Certain brain changes that are common in normal aging are not the beginnings of Alzheimer's disease.
Certain brain changes that are common in normal aging are not the beginnings of Alzheimer's disease. Recent research by cognitive aging experts suggests that changes related to Alzheimer's disease appear in distinct regions of the brain and reflect unique pathology compared with changes that occur in older adults without dementia.
"We're getting a better understanding of the complex constellation of factors that change [in the brain] with aging," said Howard Hughes Medical Institute researcher Randy L. Buckner of Washington University in St. Louis. "When you start to look across the literature, lots of data points converge suggesting there are certain changes that take place in aging that are not what cause Alzheimer's disease."
When you start to look across the literature, lots of data points converge suggesting there are certain changes that take place in aging that are not what cause Alzheimers disease.
Randy L. Buckner
Buckner is the author of a review article published in the September 30, 2004, issue of Neuron, that points out recurring distinctions between factors that influence what he calls executive function, which more commonly falters with normal aging, and the decline in long-term memory typical of Alzheimer's. Executive function involves the cognitive processes used to complete complex, goal-oriented tasks. Elderly individuals with no symptoms of dementia may have difficulty attending to one thing when distractions are present, for example, or they may experience difficulties in complex, novel situations.
Buckner says the data suggest that changes in executive function are due to age-associated influences on frontal-striatal circuits of the brain, including an area called the corpus callosum — a tract of white matter that connects the two cerebral hemispheres. The accelerated memory loss of Alzheimer's disease is more likely due to changes in the medial temporal lobe memory system, which includes the hippocampus.
For brain changes in non-demented aging, Buckner reviews studies that use structural magnetic resonance imaging (MRI) images to link white matter lesions in the anterior part of the brain with the severity of cognitive dysfunction. Hypertension and accompanying vascular compromise is a salient predictor of white-matter damage. Other studies directly implicate dopamine as an important neurotransmitter that participates in frontal executive function and declines with age. Researchers are still unclear as to how anatomical deterioration and neurotransmitter depletion relate to each other and to executive impairment.
The review includes data from traditional pathological and volumetric analyses, studies of rare genetic mutations, and functional imaging methods such as positron emission tomography (PET) and functional MRI in healthy adults and individuals with Alzheimer's disease, as well as new techniques that enable imaging of amyloid plaques in people living with Alzheimer's. Together, these point toward a disrupted network in the brains of patients with Alzheimer's disease, which includes the medial temporal lobe and other regions of the brain that undergo atrophy and reduced glucose metabolism, and appear to be involved in memory impairment. "We see profound disturbances in the medial temporal lobe memory system across methods—in studies of volume, function, and now showing what we think is the pathology in Alzheimer's disease," Buckner said.
A paper published in the September 15, 2004, issue of Cerebral Cortex by Buckner and colleagues adds more evidence to the argument that some age-associated causes of memory impairment are not the initial stages of Alzheimer's disease. "Our goal was to examine whether typical aging and Alzheimer's disease are on a continuum or distinct," explained lead author and HHMI research associate Denise Head. The researchers used MRI to measure the volume of two regions of the brain previously linked with age-associated changes: the corpus callosum, and the medial temporal lobe.

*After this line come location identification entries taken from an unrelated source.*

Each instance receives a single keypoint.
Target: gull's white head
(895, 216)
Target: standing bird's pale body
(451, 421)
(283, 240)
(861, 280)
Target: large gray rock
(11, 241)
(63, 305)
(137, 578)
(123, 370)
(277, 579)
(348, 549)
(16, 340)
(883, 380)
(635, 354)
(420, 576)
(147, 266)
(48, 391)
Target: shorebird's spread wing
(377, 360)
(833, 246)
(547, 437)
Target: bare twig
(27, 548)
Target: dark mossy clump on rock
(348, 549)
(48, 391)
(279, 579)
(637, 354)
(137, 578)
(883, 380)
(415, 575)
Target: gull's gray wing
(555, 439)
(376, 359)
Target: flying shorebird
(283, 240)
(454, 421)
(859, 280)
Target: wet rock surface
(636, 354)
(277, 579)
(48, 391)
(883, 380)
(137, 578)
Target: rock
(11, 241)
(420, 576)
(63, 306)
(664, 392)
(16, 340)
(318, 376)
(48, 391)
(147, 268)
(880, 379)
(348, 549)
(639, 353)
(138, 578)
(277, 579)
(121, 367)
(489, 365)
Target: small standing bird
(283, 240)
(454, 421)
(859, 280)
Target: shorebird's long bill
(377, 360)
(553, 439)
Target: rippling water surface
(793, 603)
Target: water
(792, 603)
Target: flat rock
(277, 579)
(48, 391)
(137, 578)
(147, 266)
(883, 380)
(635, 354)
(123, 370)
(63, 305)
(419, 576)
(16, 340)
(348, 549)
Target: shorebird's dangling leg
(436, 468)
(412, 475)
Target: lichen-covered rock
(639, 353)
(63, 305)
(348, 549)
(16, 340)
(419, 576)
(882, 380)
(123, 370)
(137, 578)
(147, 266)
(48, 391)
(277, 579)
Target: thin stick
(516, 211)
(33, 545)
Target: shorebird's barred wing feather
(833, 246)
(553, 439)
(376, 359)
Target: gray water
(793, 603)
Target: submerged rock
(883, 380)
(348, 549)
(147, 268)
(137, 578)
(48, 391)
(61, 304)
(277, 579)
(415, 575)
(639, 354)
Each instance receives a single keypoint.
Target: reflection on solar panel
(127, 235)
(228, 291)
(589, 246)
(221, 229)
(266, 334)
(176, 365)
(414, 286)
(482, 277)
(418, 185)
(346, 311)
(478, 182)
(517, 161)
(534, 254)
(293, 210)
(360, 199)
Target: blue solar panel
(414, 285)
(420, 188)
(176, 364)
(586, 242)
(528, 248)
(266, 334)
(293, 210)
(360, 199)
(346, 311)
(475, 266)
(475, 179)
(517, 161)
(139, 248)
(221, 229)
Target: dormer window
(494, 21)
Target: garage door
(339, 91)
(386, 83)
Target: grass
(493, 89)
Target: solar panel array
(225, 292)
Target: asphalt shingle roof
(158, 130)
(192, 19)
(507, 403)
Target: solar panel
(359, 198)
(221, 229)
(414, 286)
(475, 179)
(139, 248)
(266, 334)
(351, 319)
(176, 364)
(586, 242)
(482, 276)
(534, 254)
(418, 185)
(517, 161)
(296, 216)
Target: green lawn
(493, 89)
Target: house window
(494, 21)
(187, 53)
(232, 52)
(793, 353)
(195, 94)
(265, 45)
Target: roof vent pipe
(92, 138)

Comparing volume in young adults, older adults without dementia, and individuals with mild dementia of the Alzheimer type, they found clear differences between the effects of normal aging and Alzheimer's disease. According to Head, the corpus callosum was smaller in older adults, regardless of whether they had dementia. In contrast, volume reductions in the hippocampus were markedly accelerated and larger in people with Alzheimer's disease.
"What we call aging is actually a conjunction of disruption of two different brain systems," said William Jagust at the University of California, Berkeley. "Randy has done a very nice job of showing how these two systems produce different behavioral changes and are probably related to different pathological processes. I think it's probably going to be the way many people start to think of cognitive aging."
Buckner said he hopes the review will help researchers consider the aging condition as the outcome of multiple factors. "We need to look at them as potential separate causes that interact with each other." He added that the field is moving toward integrating divergent research methods to relate underlying molecular events to behavioral changes.
"I'm very interested in learning what these multiple factors are—those that affect executive function in non-demented aging and those that affect core memory systems that are severely disturbed in AD," he continued. "We're trying to understand these things on a mechanistic level. With new methods to image amyloid deposition, we can look within the context of how the deposits change structure and function of the brain. Are there antecedent causes? Are some individuals more at risk? Are some areas of the brain more vulnerable and is that why memory is more affected?"